Ethereum is moving towards a major upgrade that aims at making the network more sustainable, with the transition from Proof-of-Work (PoW) to Proof-of-Stake, and more scalable with the introduction of data sharding. This process started with the deployment of the Beacon Chain in December 2020 and the next step called the Merge which is expected to happen later this year. In this article we look at how far the Ethereum 2 ecosystem has progressed in this transition and how ready is to move to the next level.
For this purpose, we performed a comprehensive study of the Ethereum 2 Consensus Layer (CL) clients under different hardware, multiple setup configurations and several use cases. The study took several months, consuming almost 30,000 CPU hours (3.4 CPU years), in which we collected over 735 million data points, from which we extracted almost 150 million data points to plot about a thousand different figures showing how the different CL clients perform. Moreover, we publicly release all these figures for free to the community, you can find them here.
We measured how the CL clients perform on three different hardware platforms, a standard node, a fat node and a Raspberry Pi 4b. The hardware configuration of each type of node is given in Table 1.

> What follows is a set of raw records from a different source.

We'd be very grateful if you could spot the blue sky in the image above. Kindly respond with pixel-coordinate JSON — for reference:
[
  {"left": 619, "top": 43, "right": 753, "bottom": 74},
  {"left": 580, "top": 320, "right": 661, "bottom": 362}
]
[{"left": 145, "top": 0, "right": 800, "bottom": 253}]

We also tested the default configuration as well as the all-topics configuration in which the clients listen to all subtopics on the GossipSub layer. The clients and the versions we tested were:
To have the fully detailed information about all the experiments we performed and how we ran them, please check this document.
In the following, we discuss some of our findings. We collected so much data that is simply impossible to discuss all the details in this post (that will be the role of a coming scientific article). However, we will try to go over some of the most important points. First, we plot the CPU usage (Figure 1) and the memory consumption (Figure 2) of the different CL clients. We see that most CL clients have a fair usage of the CPU on the standard node.
In terms of memory, they all expose different behaviors. Nimbus is the one with the lowest memory consumption in this experiment. Lighthouse memory consumption increased continuously until the client crashed and we had to restart it. This could be some kind of memory leak, our team discussed this with the Lighthouse team and they are investigating the issue. We also had a few issues at the beginning setting up the memory for the Java virtual machine (JVM) for Teku, which explains the weird pattern at the beginning of the run. Please note that there is a point in which most clients start to behave differently both in terms on CPU usage and memory consumption, this point is denoted with the red dotted line in the CPU figure. This line marks the transition to Altair hard fork. From Altair the CL clients need to track sync committees as well as other significant changes on slashing conditions, which explains the change on resource consumption.
If we look at disk usage (Figure 3), we notice that there is an important difference in how much storage the different clients require, for instance Lighthouse takes over three time the storage of Teku, which is the CL client that requires the least storage followed by Nimbus.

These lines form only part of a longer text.